Kenya's history of electoral problems is interwoven with a political drama which pits one dynasty against another in a rivalry that goes back more than 50 years.
The threat of controversy and unrest looms over Kenya’s elections, which will be held on 8 August. Incumbent President Uhuru Kenyatta is ahead by a whisker in the most recent opinion poll. His main challenger, Raila Odinga, has repeatedly alleged that Kenyatta plans to rig the elections.
Kenya has an unhappy history of violence, and of alleged election rigging, and the recent gruesome murder of a key official at the electoral commission has heightened anxiety. Some fear that – whatever the electoral laws say – no holds are barred in Kenyan politics.
That history of electoral problems is interwoven with a dynastic political drama that goes back more than 50 years. Jomo Kenyatta and Oginga Odinga were political allies turned enemies in the 1960s; now their sons continue the rivalry.
Dynasties
Kenya’s most powerful politicians are a small group, many of whom know one another socially, and many of whom have served in government together over the years. Raila Odinga’s running mate was in office for years under the old ruling party. So too was Musalia Mudavadi, one of Odinga’s close allies in the opposition coalition, whose father was also a senior politician.
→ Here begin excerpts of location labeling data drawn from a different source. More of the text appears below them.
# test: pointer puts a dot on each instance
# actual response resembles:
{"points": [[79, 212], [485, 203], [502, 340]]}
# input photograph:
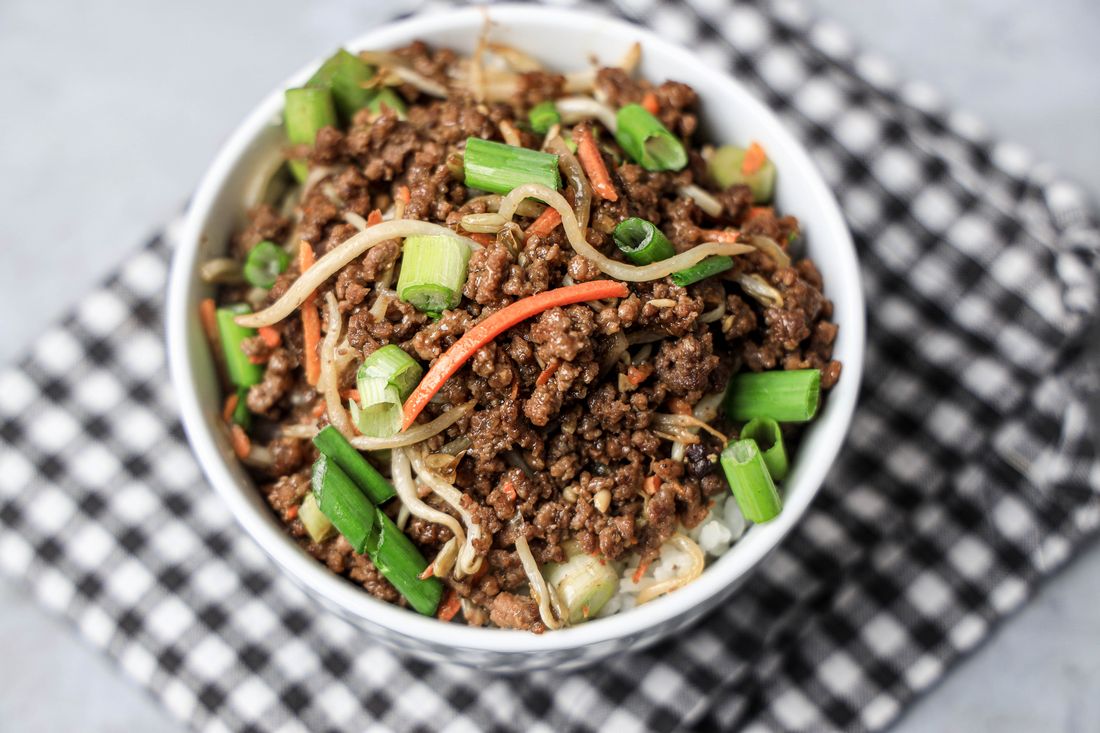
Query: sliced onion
{"points": [[699, 561], [574, 109], [418, 434], [469, 561], [400, 472], [613, 267], [540, 591], [771, 248], [758, 287], [703, 199], [582, 192], [332, 262]]}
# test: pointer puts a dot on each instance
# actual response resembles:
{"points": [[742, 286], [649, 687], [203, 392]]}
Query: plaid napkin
{"points": [[969, 473]]}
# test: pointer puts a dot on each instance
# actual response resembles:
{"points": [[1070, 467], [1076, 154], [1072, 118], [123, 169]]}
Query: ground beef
{"points": [[561, 444]]}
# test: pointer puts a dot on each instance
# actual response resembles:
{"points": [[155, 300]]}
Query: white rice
{"points": [[723, 526]]}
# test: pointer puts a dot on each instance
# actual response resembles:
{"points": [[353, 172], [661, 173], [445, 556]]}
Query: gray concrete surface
{"points": [[112, 110]]}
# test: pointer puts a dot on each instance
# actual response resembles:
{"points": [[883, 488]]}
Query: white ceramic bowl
{"points": [[563, 40]]}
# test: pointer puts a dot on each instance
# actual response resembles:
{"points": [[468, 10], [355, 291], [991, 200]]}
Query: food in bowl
{"points": [[501, 343]]}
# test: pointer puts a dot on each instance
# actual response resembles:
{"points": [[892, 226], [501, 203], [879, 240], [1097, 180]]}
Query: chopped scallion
{"points": [[543, 116], [726, 167], [788, 396], [343, 74], [242, 372], [641, 241], [749, 480], [498, 168], [342, 502], [337, 448], [702, 270], [769, 439], [647, 141], [307, 110], [433, 272], [392, 364], [265, 263]]}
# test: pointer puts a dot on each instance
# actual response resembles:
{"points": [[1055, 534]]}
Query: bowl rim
{"points": [[351, 599]]}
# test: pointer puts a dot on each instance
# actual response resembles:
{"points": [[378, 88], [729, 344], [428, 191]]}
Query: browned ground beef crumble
{"points": [[580, 430]]}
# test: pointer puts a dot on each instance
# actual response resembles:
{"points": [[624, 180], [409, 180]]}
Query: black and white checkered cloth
{"points": [[970, 471]]}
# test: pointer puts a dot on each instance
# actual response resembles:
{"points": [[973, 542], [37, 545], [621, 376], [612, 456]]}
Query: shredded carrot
{"points": [[496, 324], [548, 372], [593, 164], [227, 412], [450, 606], [242, 446], [755, 157], [271, 336], [310, 319], [638, 374], [679, 406], [724, 236], [546, 223]]}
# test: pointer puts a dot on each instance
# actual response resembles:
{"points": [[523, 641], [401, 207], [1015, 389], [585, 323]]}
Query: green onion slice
{"points": [[769, 439], [265, 263], [317, 525], [433, 272], [378, 412], [725, 168], [392, 364], [647, 141], [749, 480], [336, 447], [307, 110], [342, 502], [543, 116], [344, 74], [790, 396], [702, 270], [242, 372], [498, 168], [400, 562], [641, 241]]}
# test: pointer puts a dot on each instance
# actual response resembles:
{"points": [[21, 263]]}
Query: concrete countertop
{"points": [[120, 106]]}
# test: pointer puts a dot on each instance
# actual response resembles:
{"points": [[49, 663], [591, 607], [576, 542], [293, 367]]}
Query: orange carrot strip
{"points": [[593, 164], [271, 336], [548, 372], [449, 608], [546, 223], [496, 324], [310, 320], [724, 236], [242, 446], [755, 157], [227, 412]]}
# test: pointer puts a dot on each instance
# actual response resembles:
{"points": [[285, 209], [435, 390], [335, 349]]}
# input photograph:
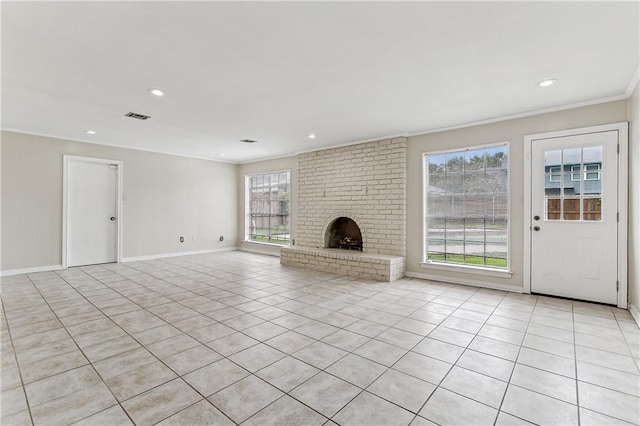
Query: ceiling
{"points": [[278, 71]]}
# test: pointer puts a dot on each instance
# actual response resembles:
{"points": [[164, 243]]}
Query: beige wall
{"points": [[634, 203], [165, 197], [512, 131], [266, 166]]}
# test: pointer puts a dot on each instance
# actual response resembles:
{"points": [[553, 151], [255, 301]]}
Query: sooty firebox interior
{"points": [[344, 233]]}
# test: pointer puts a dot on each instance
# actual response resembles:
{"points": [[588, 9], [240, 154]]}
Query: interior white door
{"points": [[92, 205], [574, 199]]}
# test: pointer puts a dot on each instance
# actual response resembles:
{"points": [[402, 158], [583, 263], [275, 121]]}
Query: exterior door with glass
{"points": [[574, 214]]}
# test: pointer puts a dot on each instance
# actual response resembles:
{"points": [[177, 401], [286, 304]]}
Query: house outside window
{"points": [[467, 207], [267, 207]]}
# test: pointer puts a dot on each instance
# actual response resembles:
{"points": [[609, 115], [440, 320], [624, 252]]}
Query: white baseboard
{"points": [[634, 313], [35, 269], [473, 283], [269, 250], [182, 253]]}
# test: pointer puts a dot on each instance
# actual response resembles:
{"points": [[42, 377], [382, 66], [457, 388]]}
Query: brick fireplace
{"points": [[365, 183]]}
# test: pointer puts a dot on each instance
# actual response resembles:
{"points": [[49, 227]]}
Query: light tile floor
{"points": [[237, 338]]}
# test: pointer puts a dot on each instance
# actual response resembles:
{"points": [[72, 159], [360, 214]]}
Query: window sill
{"points": [[477, 270]]}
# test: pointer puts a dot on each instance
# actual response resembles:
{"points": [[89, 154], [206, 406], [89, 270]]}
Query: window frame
{"points": [[247, 210], [462, 267], [555, 173]]}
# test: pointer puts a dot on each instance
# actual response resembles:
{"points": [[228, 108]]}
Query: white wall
{"points": [[634, 204], [165, 197], [266, 166], [512, 131]]}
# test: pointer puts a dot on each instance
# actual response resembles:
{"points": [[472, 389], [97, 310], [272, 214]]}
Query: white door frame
{"points": [[623, 178], [65, 200]]}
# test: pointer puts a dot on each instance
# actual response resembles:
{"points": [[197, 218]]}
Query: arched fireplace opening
{"points": [[343, 233]]}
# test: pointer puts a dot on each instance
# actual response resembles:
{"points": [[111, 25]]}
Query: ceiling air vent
{"points": [[137, 116]]}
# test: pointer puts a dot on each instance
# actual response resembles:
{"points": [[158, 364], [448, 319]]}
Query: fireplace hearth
{"points": [[344, 233]]}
Kenya’s politics can sometimes look like long-running squabbles amongst a gang of cronies, and newspaper cartoonists like to portray the Kenyan voter – routinely personified as an oppressed but doughty woman, Wanjiku – as the victim of these scheming rivals.
All the more so because these dynasties are linked to ethnic rivalry. The muted background narrative of Kenyan politics is that access to the presidency has made some communities rich while others stay poor, and politicians stand accused of fostering that narrative, stirring up tribalism to win office and pitching ordinary Kenyans into violent confrontations.
Politicians are blamed, too, for the widespread use of gifts, and cash handouts, in elections – buying votes for a few shillings and a bottle of fizzy drink, and then going on to abuse their elected office to enrich themselves through corruption.
Kenya’s elections then, appear as the ruthless game of leaders who pursue power at the expense of their people, not on their behalf. But talk to any candidate at a level below the presidency – for Kenya’s elections involve six separate ballots, for multiple positions in national and county government – and a slightly different picture appears.
The moral economy of elections
Candidates constantly complain of the demands of voters.
Need to meet women voters in a particular village? It can be arranged, but it often requires ‘facilitation’ to be provided – money to organise soft drinks, and hire chairs. And once you have spoken, you cannot leave your audience empty-handed. Each person must get at least a token gift, even if it is only fifty shillings (about half a dollar).
Need to reach a wider group of influential people? Easy – speak at the funeral of some well-known local elder. But if you are to do that, you must make a donation to the grieving family.
Or perhaps you are anxious about the youth vote? Here is a youth group, willing and ready to hear your message. But they might also expect that you will help them set up as motorcycle taxi riders.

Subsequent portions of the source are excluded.